Freddie Furness is six years old and drives a white Ford Escort Mk2.
It is half the size of the original, fully driveable, and his dad built it by hand in a workshop in mid-Wales.
Tommy Furness runs TotRods from Llanidloes, Powys, where he hand-builds miniature replicas of classic Ford Escorts.
The half-scale Mk1 and Mk2 models look almost identical to the real thing, right down to the bodywork details.

They also move. And when one needs testing, Freddie gets first go.
A video of him driving a white model has been viewed 1.5 million times.
£800 for a shell, £5,000 for the full build

Furness offers body shells for enthusiasts who want to build their own half-scale car, starting at over £800.
A fully completed, driveable model begins at around £5,000. He also manufactures specialist parts in-house for customers who want to handle the assembly themselves.
The builds are detailed enough to fool people scrolling quickly past the footage.
It is only when Freddie climbs in and the scale becomes obvious that the penny drops.
‘I would have loved this as a kid’
The comment section on Freddie’s test drive was predictably nostalgic.
“What a great mark 2 Escort. Happy days. Though I’m sure it was bigger back then,” wrote one viewer.

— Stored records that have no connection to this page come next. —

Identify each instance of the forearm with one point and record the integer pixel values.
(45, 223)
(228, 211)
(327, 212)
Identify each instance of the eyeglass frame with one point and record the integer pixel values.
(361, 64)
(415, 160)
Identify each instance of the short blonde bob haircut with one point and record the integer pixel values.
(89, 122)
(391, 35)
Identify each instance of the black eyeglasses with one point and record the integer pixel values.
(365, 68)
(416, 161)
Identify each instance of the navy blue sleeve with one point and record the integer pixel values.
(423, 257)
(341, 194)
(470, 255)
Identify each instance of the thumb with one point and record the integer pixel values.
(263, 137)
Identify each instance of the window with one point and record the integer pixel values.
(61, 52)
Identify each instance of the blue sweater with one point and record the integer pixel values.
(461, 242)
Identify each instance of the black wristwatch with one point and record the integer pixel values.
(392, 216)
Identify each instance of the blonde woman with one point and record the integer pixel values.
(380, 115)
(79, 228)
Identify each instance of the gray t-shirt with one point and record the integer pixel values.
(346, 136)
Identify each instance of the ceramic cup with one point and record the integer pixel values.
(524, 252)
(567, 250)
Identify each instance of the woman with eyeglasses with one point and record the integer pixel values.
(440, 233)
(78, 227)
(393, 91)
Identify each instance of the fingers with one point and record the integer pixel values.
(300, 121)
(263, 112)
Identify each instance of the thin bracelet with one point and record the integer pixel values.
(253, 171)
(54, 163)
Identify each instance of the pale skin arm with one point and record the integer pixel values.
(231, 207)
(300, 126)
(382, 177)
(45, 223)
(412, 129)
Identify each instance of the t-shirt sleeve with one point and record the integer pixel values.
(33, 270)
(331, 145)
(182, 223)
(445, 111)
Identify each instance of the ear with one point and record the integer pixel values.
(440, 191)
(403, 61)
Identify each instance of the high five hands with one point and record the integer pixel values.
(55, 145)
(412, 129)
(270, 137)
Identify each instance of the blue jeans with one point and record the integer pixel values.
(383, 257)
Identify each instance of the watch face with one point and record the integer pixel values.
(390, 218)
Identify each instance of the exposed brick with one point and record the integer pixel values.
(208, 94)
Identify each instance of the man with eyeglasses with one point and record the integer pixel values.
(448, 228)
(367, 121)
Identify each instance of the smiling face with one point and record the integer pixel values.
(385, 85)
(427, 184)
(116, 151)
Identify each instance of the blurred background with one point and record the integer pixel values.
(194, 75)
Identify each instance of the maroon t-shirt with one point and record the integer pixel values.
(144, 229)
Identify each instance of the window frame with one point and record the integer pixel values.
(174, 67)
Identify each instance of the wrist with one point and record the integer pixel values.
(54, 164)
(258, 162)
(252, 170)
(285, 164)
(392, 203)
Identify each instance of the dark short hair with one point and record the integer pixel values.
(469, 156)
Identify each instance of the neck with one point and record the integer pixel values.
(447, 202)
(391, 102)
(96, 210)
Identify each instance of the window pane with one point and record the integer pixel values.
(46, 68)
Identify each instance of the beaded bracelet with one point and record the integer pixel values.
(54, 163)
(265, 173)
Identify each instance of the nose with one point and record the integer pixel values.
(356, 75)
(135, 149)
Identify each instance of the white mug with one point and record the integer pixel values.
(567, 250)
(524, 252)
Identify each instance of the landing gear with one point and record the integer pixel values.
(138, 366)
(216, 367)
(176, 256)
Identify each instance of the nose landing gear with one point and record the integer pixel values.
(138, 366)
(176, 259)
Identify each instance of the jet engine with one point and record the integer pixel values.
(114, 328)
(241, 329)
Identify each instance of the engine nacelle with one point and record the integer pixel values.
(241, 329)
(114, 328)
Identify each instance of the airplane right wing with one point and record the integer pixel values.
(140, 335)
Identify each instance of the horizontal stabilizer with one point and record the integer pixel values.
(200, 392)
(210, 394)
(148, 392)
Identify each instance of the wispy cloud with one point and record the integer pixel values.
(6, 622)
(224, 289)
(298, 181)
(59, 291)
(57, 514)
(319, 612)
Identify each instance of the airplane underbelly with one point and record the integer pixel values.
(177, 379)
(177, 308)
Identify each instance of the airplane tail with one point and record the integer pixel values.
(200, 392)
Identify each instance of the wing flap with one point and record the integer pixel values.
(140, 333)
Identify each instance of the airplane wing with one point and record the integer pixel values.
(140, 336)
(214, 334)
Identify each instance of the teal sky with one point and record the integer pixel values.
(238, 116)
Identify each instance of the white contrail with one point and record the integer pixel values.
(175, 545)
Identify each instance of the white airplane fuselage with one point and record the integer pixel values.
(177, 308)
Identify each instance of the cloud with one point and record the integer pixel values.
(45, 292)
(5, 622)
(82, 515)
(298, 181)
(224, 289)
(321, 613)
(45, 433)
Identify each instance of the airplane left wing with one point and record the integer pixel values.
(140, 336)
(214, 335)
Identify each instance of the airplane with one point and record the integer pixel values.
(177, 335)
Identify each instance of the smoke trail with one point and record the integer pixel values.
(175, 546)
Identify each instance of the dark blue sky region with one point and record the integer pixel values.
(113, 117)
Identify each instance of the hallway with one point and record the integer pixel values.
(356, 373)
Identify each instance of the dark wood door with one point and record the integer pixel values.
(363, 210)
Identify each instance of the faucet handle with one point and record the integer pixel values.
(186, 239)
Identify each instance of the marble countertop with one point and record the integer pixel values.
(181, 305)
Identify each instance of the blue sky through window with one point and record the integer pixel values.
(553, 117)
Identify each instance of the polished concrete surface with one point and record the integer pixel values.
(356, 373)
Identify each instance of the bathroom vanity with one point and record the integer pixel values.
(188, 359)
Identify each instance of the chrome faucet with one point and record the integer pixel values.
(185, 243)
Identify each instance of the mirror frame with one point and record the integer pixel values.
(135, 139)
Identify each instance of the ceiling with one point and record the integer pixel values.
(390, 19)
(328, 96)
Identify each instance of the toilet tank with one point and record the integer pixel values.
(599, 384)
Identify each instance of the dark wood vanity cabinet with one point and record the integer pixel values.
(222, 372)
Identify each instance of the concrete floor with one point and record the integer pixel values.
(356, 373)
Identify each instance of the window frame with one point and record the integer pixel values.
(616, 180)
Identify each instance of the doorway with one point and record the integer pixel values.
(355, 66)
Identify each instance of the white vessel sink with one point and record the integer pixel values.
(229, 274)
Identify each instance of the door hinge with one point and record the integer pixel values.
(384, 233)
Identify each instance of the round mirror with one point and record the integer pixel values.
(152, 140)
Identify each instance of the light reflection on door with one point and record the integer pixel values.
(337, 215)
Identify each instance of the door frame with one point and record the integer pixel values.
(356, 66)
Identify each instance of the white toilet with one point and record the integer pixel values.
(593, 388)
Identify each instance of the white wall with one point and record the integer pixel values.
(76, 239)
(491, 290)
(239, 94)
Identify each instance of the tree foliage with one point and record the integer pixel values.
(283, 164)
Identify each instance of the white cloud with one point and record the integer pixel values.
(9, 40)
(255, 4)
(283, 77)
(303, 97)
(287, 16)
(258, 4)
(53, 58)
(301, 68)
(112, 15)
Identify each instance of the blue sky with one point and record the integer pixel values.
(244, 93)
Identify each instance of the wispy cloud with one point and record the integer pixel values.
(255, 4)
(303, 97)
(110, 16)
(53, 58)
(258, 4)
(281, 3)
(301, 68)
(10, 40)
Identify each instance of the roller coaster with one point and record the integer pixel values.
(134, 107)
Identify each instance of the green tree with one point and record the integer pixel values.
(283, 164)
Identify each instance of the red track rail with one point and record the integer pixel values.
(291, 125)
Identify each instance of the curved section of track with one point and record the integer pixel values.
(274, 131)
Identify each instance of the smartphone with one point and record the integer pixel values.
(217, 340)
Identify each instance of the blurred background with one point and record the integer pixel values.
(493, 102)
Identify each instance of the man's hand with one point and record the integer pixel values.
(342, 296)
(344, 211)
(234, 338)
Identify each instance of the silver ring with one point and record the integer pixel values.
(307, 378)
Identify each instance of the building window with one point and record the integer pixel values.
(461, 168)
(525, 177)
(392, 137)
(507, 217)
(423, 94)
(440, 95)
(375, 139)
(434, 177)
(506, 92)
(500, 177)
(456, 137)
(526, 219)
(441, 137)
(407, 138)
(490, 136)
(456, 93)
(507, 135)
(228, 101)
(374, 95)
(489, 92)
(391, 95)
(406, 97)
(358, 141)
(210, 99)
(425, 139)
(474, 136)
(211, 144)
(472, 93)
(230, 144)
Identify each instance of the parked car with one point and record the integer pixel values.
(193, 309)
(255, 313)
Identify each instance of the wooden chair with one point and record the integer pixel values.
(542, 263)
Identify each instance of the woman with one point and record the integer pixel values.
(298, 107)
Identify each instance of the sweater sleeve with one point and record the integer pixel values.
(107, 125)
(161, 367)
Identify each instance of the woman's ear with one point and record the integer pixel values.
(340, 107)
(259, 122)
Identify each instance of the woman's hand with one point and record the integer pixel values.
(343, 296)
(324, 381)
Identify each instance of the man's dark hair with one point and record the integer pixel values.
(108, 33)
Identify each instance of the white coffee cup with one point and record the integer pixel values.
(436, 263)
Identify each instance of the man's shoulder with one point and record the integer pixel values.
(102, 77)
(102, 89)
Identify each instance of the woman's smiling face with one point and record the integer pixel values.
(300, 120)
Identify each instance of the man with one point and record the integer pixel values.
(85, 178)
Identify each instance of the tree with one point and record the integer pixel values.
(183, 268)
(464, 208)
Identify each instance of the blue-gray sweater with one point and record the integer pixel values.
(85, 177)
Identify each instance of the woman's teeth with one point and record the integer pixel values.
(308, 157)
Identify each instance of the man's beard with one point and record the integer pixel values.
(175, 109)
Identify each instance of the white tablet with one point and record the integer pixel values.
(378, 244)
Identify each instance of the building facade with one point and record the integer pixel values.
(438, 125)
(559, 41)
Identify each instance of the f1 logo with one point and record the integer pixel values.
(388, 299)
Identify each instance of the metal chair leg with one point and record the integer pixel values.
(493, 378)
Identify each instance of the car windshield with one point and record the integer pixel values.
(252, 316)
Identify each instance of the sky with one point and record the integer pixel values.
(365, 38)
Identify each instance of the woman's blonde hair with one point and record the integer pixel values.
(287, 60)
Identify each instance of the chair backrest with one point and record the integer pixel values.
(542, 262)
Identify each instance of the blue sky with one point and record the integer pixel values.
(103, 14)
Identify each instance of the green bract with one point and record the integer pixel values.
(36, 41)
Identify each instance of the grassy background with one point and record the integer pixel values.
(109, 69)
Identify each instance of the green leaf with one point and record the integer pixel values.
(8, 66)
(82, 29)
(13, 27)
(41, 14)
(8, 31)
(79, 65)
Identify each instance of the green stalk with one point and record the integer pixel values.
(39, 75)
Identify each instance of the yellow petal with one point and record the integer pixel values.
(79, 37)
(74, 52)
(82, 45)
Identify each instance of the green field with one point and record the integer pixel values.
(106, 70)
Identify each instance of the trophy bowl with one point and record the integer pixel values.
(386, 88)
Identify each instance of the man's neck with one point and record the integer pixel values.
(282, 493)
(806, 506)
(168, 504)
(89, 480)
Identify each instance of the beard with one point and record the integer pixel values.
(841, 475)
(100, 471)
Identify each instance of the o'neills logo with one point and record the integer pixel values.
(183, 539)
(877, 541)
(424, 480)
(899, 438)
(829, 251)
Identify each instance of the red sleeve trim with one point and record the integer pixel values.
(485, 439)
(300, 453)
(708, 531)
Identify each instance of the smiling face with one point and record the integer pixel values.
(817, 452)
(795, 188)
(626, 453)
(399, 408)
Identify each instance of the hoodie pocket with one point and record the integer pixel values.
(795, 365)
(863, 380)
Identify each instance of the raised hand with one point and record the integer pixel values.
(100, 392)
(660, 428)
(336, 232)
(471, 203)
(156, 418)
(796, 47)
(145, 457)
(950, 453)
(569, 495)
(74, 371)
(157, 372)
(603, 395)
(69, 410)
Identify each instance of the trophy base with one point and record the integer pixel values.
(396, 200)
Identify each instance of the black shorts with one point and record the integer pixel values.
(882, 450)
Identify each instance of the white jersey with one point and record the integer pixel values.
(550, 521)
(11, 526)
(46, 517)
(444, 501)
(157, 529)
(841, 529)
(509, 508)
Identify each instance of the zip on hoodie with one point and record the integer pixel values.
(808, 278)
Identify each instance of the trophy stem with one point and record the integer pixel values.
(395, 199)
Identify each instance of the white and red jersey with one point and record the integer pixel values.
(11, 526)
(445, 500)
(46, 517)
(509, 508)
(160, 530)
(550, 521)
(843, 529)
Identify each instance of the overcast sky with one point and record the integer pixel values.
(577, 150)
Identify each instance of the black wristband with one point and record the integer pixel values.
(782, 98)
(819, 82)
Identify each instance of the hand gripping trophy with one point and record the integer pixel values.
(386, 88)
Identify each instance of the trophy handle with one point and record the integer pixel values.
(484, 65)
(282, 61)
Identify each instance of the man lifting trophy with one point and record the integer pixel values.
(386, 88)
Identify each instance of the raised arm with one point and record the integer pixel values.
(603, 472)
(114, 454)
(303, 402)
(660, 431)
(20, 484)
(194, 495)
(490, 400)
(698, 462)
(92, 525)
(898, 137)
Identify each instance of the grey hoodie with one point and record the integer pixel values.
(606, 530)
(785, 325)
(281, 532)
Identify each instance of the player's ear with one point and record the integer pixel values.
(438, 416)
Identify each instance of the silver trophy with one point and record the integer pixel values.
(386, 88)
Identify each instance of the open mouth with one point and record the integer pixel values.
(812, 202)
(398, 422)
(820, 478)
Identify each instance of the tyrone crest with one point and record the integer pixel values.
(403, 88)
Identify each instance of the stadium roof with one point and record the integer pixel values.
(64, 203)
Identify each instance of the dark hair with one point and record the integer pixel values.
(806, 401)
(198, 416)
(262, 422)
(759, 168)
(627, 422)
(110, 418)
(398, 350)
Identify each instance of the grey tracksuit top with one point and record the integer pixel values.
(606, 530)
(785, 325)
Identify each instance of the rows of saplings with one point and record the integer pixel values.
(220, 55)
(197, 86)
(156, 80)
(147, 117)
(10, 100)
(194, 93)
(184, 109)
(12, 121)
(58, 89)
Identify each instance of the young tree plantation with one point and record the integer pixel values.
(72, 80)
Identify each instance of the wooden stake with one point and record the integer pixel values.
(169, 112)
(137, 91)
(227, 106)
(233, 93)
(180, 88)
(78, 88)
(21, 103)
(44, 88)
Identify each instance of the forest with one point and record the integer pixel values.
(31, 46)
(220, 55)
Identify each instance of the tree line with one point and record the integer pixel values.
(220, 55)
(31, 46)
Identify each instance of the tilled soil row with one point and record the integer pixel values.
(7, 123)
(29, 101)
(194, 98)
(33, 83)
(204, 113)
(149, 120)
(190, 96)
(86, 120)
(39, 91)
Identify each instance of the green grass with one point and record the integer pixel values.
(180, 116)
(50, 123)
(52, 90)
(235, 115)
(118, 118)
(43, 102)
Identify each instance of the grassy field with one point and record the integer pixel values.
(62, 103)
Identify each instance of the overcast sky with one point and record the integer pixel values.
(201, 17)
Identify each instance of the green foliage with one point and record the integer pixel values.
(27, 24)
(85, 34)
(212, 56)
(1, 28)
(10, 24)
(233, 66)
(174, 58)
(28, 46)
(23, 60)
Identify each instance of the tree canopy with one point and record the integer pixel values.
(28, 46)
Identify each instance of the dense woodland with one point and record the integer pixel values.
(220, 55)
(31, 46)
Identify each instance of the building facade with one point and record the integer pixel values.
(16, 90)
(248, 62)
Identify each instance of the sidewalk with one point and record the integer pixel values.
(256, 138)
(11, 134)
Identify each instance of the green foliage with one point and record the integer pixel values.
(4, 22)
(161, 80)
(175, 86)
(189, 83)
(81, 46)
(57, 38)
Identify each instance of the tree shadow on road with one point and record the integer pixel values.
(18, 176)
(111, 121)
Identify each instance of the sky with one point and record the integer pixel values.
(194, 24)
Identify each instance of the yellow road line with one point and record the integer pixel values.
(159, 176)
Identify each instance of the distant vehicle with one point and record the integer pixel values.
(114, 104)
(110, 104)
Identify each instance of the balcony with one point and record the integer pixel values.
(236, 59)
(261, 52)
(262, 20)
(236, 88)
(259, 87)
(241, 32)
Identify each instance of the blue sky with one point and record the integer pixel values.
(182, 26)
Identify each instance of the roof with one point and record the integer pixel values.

Another said: “Fantastic, my first motor was a mk2 in white 1.3, 1976.”
A third added: “Wow look at this. I would have loved this as a kid.”
Someone else took a more practical view: “Go on Freddie, go do some doughnuts on the front lawn.”

The craftsmanship drew as much attention as the cuteness.
“That is a work of art,” one commenter wrote. “Absolutely made my morning seeing that.”
Why it matters

TotRods sits at a sweet spot where niche craftsmanship meets mass-appeal content.
A hand-built half-scale Ford Escort is a product with a small, specific market.
A video of a six-year-old driving one is content with universal reach.
Furness does not need millions of customers. He needs enough people willing to spend £5,000 on a miniature car, and 1.5 million views is a fairly efficient way to find them.
For makers and craftspeople trying to sell specialist products online, the formula is worth studying: build something extraordinary, let a child interact with it, and let the internet do the rest.
Freddie, meanwhile, is arguably the best-equipped six-year-old test driver in Wales.
Whether he gets to keep the white Mk2 or whether it ships to a paying customer remains between him and his dad.